At the state unemployment office in Raleigh Wednesday, James Delk was one of dozens looking for work. He sounded pessimistic when Eyewitness News asked if he thought he could land one of the stimulus jobs promised by the Governor.
"Slim and none," he said.
We got the same answer from Michael Gibbs.
"Very slim to none," he said.
Both men pointed out that the first round of stimulus money has been earmarked for road construction. Federal interstate commerce rules mean the contracts for those projects cannot be restricted to North Carolina companies or North Carolina workers.
"It should go to the people, you know, that's hard working - not saying they're not hard working - but people that's looking for jobs right here in North Carolina," said Gibbs.
That sentiment did not fall on deaf ears when it comes to at least one state legislator.
"Where are the assurances this money is going to be put to work? And are we gonna hire North Carolina people?"asked Sen. David Hoyle, (D) Gaston County.
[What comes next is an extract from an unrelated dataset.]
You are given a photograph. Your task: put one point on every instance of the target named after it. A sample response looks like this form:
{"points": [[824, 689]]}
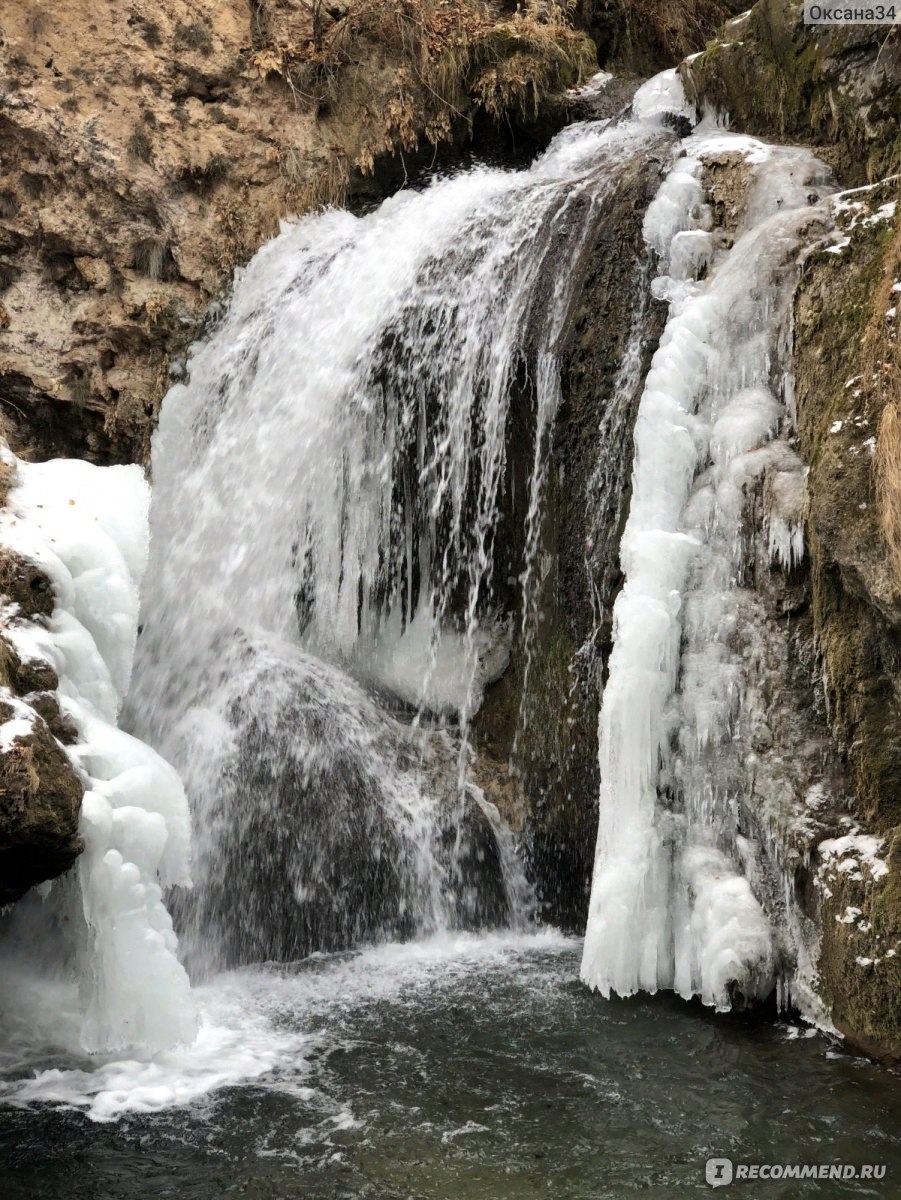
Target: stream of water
{"points": [[361, 1000], [454, 1068]]}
Hoyle grilled the director of the state's Office Of Economic Recovery And Investment - the Stimulus Czar - Dempsey Benton. Hoyle's questions came at a meeting of state legislators about the stimulus package.
"Are we gonna create any jobs or are we just gonna spend a hell of a lot of money and when we get through we'll be about where we are now?" he asked.
Afterwards, Benton admitted some of the $6.1 billion would simply maintain jobs. But, he contends many of the early projects - like road building - will create jobs here at home.
"It's very likely that truck drivers and skilled folks like that will come from the regional employment base. That's been the past history," he offered.
Cven critic David Hoyle admitted that there is an upside to allowing out-of-state companies and workers to get a shot at our stimulus money. It means that in-state companies and workers will also have a shot at the stimulus money of other states.